Implicit sentiment identification has become the classic challenge in text mining due to its lack of sentiment words. Recently, graph neural network (GNN) has made great progress in natural language processing (NLP) because of its powerful feature capture ability, but there are still two problems with the current method. On the one hand, the graph structure constructed for implicit sentiment text is relatively single, without comprehensively considering the information of the text, and it is more difficult to understand the semantics. On the other hand, the constructed initial static graph structure is more dependent on human labor and domain expertise, and the introduced errors cannot be corrected. To solve these problems, we introduce a dynamic graph structure framework (SIF) based on the complementarity of semantic and structural information. Specifically, for the first problem, SIF integrates the semantic and structural information of the text, and constructs two graph structures, structural information graph and semantic information graph, respectively, based on specialized knowledge, which complements the information between the two graph structures, provides rich semantic features for the downstream identification task, and helps to understanding of the contextual information between implicit sentiment semantics. To deal with the second issue, SIF dynamically learns the initial static graph structure to eliminate the noise information in the graph structure, preventing noise accumulation that affects the performance of the downstream identification task. We compare SIF with mainstream natural language processing methods in three publicly available datasets, all of which outperform the benchmark model. The accuracy on the Puns of day dataset, SemEval-2021 task 7 dataset, and Reddit dataset reaches 95.73%, 85.37%, and 65.36%, respectively. The experimental results demonstrate a good application scenario for our proposed method on implicit sentiment identification tasks.
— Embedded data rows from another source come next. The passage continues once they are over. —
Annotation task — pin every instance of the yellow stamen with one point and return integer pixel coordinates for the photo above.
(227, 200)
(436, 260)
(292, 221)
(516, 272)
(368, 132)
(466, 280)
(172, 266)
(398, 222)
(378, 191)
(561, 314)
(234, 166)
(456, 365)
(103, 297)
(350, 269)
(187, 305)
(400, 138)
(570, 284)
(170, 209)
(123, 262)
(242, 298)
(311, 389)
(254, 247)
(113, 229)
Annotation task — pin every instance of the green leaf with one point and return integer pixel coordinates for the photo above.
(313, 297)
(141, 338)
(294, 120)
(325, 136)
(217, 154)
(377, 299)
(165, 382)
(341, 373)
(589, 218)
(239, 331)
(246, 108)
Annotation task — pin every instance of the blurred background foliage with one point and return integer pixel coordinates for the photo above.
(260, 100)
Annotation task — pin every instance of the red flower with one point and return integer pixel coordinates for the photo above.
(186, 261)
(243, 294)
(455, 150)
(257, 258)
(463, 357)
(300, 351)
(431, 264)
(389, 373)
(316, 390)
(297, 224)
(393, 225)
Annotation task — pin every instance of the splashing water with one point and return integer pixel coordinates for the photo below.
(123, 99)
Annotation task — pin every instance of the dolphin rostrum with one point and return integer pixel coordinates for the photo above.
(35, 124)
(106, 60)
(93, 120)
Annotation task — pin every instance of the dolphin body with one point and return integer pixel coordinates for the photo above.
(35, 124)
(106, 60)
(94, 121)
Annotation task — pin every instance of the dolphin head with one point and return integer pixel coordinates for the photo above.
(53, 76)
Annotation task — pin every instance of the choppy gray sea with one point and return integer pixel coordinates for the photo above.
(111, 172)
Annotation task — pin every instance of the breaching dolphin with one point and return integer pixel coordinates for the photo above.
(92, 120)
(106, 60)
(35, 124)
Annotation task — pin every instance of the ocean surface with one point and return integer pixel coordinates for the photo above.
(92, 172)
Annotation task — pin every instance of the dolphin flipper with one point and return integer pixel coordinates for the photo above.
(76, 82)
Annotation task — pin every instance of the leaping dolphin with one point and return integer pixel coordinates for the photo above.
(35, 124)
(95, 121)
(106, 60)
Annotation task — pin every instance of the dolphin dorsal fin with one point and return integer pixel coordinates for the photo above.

由于缺乏情感词,隐含情感识别已成为文本挖掘中的经典挑战。近年来,图神经网络(GNN)因其强大的特征捕捉能力在自然语言处理(NLP)领域取得了巨大进展,但当前方法仍存在两个问题。一方面,为隐含情感文本构建的图结构相对单一,没有全面考虑文本信息,语义理解难度较大。另一方面,构建的初始静态图结构对人工和领域专业知识的依赖较大,引入的错误无法纠正。为了解决这些问题,我们引入了一种基于语义和结构信息互补性的动态图结构框架(SIF)。具体来说,针对第一个问题,SIF整合了文本的语义和结构信息,并基于专业知识分别构建了两个图结构,即结构信息图和语义信息图,这两个图结构之间的信息相互补充,为下游识别任务提供了丰富的语义特征,有助于理解隐含情感语义之间的上下文信息。为了解决第二个问题,SIF动态学习初始静态图结构,以消除图结构中的噪声信息,防止噪声积累影响下游识别任务的性能。我们在三个公开可用的数据集上将SIF与主流自然语言处理方法进行了比较,结果均优于基准模型。在“每日双关语”数据集、SemEval - 2021任务7数据集和Reddit数据集上的准确率分别达到了95.73%、85.37%和65.36%。实验结果表明,我们提出的方法在隐含情感识别任务中具有良好的应用前景。